The debate within the party about how best to cut income tax for poorer votes – Robert Halfon wants the 10p tax rate restored; Andrew Lilico wants the threshold raised further instead – gathered pace and momentum after the poll slump.  Tim Montgomerie counted support for the move as one of his three big mistakes.  I also supported it, and failed to learn from the timing of the master of cutting the top rate of tax, Nigel Lawson.  The Conservatives had been in office for almost ten years when he introduced the 40p rate, and were in a strong political position.  Cameron and Osborne had been in office for only two, and were in a much weaker one: indeed, they were governing in coalition.
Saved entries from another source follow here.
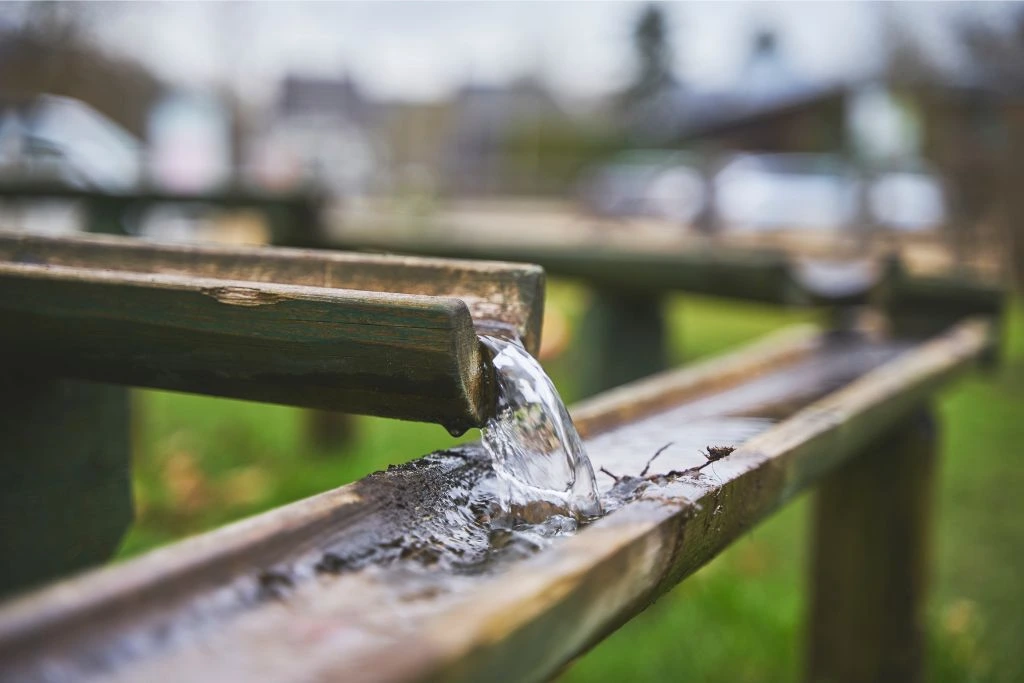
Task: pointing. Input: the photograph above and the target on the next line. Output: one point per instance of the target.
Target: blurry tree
(653, 57)
(649, 107)
(996, 53)
(51, 51)
(554, 152)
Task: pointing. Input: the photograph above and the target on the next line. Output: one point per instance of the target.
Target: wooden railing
(390, 579)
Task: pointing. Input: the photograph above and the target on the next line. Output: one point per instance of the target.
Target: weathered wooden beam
(870, 560)
(301, 328)
(390, 354)
(294, 217)
(65, 481)
(393, 579)
(498, 295)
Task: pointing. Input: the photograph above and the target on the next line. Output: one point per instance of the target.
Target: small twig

Lawson also pointed out recently that he moved to cut the rate in his first post-election budget after Margaret Thatcher's 1987 landslide.  The moral is: bring in your radical and controversial measures in as soon as you can.  None the less, I still believe that Osborne was right to make the move, even in the restricted form that the conditions of coalition necessitated.  As Peter Young has pointed out on this site, HMRC's report into the the 50p rate highlighted data showing that the top rate was  “over ten per cent
higher than the average of other top central Government rates in the G7
and EU-27 and over fifteen per cent higher than the average in the rest
of the G20”.

Young added: "The conclusion one draws from the data is that our top rate
needs to be no more than 35% – not 45/47%."  The Chancellor was right to make the cut – one out of character with his previous form and natural instincts, which are to avoid being caught on the side of dividing lines that Labour set and want its opponents to take.